The Supreme Court in London has ruled in favour of the Christian owners of a Northern Ireland bakery who refused to bake a cake with a message in support of same-sex marriage.

The UK’s highest court ruled that the baker’s objection was “to the message and not to the man.”

Owner of Ashers Bakery Daniel McArthur (left) with Simon Calvert of the Christian Institute pictured in Belfast.

Owner of Ashers Bakery Daniel McArthur (left) with Simon Calvert of the Christian Institute pictured in Belfast.

Their ruling follows the latest round of a legal action brought against family-run Ashers bakery in Belfast by gay rights activist Gareth Lee, who won his case initially in the county court and then at the Northern Ireland Court of Appeal. The bakery went on to fight the finding of discrimination at a Supreme Court hearing in Belfast in May.

The Supreme Court ruled today, however, that there was no discrimination based on either sexual orientation or political and religious views in this case.

The president of the Supreme Court, Lady Hale, delivered the following ruling: “As to Mr Lee’s claim based on sexual orientation discrimination, the bakers did not refuse to fulfil his order because of his sexual orientation. They would have refused to make such a cake for any customer, irrespective of their sexual orientation.

“Their objection was to the message on the cake, and not to the personal characteristics of Mr Lee or anyone else with whom he was association.

Daniel McArthur and his wife Amy

Daniel McArthur and his wife Amy

The message on the cake would not just be for the benefit of gay people but also for their families and friends and anyone else who recognises the social benefits which the commitment involved in gay marriage can bring.

Accordingly, this court holds that there was no discrimination on the grounds of sexual orientation of Mr Lee or anyone else with whom he was associated.”

Lady Hale continued: “As to the claim based on religious belief or political opinion, the holder of the belief or political opinion in question has to be someone other than the alleged discriminator.

Once again, the bakers’ objection was to the message and not to the man. It was not that Mr Lee was being refused a job, accommodation, or baked goods in general because of his political opinion. The evidence was that the bakers were quite willing to employ and to serve gay people.

So the answer in the claim based on political opinion may be the same as the answer to the claim based on sexual orientation.

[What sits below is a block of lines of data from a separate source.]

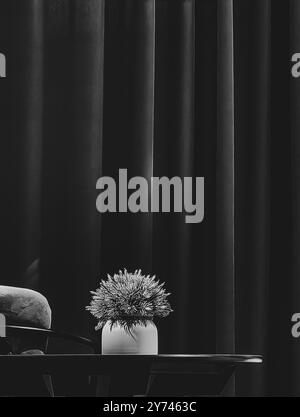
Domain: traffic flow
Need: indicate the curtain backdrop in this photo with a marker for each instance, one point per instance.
(162, 88)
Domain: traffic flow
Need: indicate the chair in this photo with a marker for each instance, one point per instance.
(28, 330)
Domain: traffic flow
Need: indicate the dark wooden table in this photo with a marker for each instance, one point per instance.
(168, 375)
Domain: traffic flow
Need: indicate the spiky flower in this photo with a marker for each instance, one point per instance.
(129, 299)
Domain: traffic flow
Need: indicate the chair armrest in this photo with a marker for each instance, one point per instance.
(35, 331)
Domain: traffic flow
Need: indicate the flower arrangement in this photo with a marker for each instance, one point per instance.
(129, 299)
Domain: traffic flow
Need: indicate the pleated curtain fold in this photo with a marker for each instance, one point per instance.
(160, 88)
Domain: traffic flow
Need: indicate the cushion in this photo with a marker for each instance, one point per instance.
(25, 306)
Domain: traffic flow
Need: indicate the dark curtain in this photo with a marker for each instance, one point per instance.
(162, 88)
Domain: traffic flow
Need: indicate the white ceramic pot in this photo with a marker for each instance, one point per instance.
(117, 341)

However, there was a much closer association between the political opinion of the man - that is in favour of gay marriage - and the message he wanted to promote, so that it could be argued that the two could not be separated when considering whether he had been discriminated against on the grounds of his political opinion.”

She referred to Articles 9 and 10 of the European Court of Human Rights.

“If so, it would be necessary to consider the impact on the McArthur’s rights under the European Convention on Human Rights. Article 9 of the convention protects the right to freedom of thought, conscience and religion, including the right to manifest one’s religion or belief in worship, teaching, practice and observance,” Lady Hale said.

“The European Court of Human Rights in Strasbourg, and the judicial committee of the privy council here, have held it to be an interference with this right to oblige, in case, non-believers to swear a Christian oath as a condition of remaining a member of parliament, and in the other case to oblige a Muslim soldier to remain present and doff his cap during Christian prayers at ceremonial parades and at morning and evening colorus.

The freedom not to express an opinion which one does not hold is also protected by article 10 of the convention, which provides that everyone has the right to freedom of expression.

“This court has held tat nobpdy should be forced to have or express a political opinion in which he does not believe.

Convention rights can and are limited by the non-discrimination discrimination. The bakers could not refuse to supply their goods to Mr Lee because he was a gay man or supported gay marriage. But that is quite different from obliging them to supply a cake iced with a message with which they profoundly disagreed. The fair employment and treatment order should not be read and given effect in such a way as to compel them to do so.”

She added: “Accordingly this court holds that the claim based on Mr Lee’s political opinion also fails, and thus it allows the bakers’ appeal.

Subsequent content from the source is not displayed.